Tuesday, December 16, 2008

`To Pay Back the Audience'

Monday morning I was reminded why I never listen to so-called “talk radio.” Scanning the dial I heard an announcer say “They `F-word’ you up, your mum and dad.” His tone was haughty, disdainful and over-emphatic, like a teenager who thinks he has caught his parents in a lie. The euphemism was sillier and more salacious than fuck could ever be. He was apparently outraged that a school district had included Philip Larkin’s “This Be the Verse” in its curriculum. It’s reassuring to know people can still get upset over a poem, though what bothered this guy was not the “F-word” but the “disrespect” the poem showed for “the family as an institution.” I got the idea he thought Larkin was a “hip-hop artist.” After long absence, enjoy it again:

“They fuck you up, your mum and dad.
They may not mean to, but they do.
They fill you with the faults they had
And add some extra, just for you.

“But they were fucked up in their turn
By fools in old-style hats and coats,
Who half the time were soppy-stern
And half at one another's throats.

“Man hands on misery to man.
It deepens like a coastal shelf.
Get out as early as you can,
And don't have any kids yourself.”

An hour later, on my way home from a round of errands, the announcer on a jazz station said he was about to play “the greatest Christmas recording ever.” I was expecting yet another dose of irony but it was Louis Armstrong’s reading of “Twas the Night Before Christmas,” which its author, Clement Clarke Moore, titled “A Visit from St. Nicholas.” The poem was anonymously published on Dec. 23, 1823, in The Sentinel, a newspaper in Troy, N.Y. Years ago, while working as a reporter in nearby Albany, I wrote a story about Moore’s Troy connection and was permitted to hold a copy of the now-185-year-old newspaper in which the poem appeared, in the collection of the Troy Public Library. Armstrong begins:

“This is Louis Satchmo Armstrong talkin’ to all the kids all over the world at Christmastime.”

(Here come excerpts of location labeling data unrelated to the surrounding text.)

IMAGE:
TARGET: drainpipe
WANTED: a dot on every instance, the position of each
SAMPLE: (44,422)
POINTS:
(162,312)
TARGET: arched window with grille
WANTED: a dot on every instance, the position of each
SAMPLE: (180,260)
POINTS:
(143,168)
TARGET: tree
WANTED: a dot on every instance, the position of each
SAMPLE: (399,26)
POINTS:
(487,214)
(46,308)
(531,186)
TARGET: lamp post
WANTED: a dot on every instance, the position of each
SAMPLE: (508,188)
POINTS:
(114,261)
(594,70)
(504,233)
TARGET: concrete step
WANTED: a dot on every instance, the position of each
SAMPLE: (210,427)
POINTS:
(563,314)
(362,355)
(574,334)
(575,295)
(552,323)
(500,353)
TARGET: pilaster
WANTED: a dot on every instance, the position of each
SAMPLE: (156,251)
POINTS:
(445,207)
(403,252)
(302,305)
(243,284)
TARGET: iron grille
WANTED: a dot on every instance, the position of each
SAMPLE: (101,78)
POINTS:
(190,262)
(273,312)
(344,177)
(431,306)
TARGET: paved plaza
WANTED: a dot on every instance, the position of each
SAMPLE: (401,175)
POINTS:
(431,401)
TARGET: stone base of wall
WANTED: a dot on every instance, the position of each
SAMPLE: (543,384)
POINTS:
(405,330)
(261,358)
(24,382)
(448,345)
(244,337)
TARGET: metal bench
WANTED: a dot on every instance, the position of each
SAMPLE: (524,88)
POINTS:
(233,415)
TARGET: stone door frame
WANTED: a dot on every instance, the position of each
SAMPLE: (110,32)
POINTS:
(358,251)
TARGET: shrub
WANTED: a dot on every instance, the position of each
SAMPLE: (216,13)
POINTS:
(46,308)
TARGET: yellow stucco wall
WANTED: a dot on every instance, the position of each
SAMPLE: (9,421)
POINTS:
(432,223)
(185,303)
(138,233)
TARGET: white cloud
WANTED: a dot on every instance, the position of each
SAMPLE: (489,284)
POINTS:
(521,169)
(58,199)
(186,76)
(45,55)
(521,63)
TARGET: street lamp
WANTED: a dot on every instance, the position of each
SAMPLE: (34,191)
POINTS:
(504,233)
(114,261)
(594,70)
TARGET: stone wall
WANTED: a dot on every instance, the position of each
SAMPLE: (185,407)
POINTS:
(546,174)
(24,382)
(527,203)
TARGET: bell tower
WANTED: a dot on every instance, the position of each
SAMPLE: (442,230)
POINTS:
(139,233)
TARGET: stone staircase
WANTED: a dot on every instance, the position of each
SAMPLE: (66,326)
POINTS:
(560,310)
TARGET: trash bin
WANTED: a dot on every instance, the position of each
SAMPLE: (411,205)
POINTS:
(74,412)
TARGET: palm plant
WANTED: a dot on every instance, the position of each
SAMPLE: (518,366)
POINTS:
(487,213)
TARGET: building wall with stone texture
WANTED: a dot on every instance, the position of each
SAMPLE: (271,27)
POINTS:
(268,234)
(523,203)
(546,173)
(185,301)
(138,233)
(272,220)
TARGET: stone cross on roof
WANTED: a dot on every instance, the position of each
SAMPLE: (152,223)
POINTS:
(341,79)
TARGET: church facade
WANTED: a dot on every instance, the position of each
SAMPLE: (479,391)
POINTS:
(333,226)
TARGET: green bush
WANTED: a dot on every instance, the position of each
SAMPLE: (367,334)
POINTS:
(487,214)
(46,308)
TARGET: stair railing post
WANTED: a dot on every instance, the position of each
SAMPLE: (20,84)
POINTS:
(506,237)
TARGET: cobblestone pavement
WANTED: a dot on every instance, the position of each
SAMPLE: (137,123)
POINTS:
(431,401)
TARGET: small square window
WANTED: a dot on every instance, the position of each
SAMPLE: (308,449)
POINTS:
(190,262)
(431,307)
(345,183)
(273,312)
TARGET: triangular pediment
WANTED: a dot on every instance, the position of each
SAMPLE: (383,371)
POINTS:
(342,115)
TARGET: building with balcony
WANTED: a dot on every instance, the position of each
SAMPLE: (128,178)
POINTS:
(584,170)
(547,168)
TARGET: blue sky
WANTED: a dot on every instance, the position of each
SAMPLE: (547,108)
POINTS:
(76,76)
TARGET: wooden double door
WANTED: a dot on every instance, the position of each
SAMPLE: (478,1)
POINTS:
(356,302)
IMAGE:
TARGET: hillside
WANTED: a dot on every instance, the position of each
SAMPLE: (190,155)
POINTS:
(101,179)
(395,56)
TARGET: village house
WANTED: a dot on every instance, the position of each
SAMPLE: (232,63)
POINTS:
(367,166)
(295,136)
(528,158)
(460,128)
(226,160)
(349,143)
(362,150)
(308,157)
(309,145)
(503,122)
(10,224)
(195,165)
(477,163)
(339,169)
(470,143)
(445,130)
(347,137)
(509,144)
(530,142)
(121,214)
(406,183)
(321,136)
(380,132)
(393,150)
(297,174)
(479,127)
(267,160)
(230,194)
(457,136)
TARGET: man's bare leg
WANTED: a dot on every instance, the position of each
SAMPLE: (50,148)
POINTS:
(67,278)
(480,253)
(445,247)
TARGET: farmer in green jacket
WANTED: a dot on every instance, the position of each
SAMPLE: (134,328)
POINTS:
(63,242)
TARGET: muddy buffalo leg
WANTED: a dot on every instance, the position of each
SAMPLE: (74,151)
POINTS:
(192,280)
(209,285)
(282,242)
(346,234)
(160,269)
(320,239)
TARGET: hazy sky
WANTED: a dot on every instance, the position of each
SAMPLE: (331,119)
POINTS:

Go here for the entire recording and wait for Armstrong’s laughter after he says “a bowlful of jelly.” No recording has made me so happy in a long time. Here’s what Larkin wrote about Armstrong after his death in 1971:

“Armstrong was an artist of world stature, an American Negro slum child who spoke to the heart of Greenlander and Japanese alike. At the same time he was a humble, hard-working man who night after night set out to do no more than `please the people,’ to earn his fee, to pay back the audience for coming.”

1 comment:

Anonymous said...

Ha. What a coincidence...I just turned to this poem for comfort and wisdom last night.

Our nearly 4 year old, a generally very good boy, has been making my wife and I pull our hair out the past month or so. What are we doing wrong, what should we be doing, are we unaware that we're fucking the young lad up...???

I doubt I could articulate what this poem offers me at this point in time...it certainly offers me something different from my first reading of it as a young man...I just know I closed the book with a smile and felt my perspective had been restored.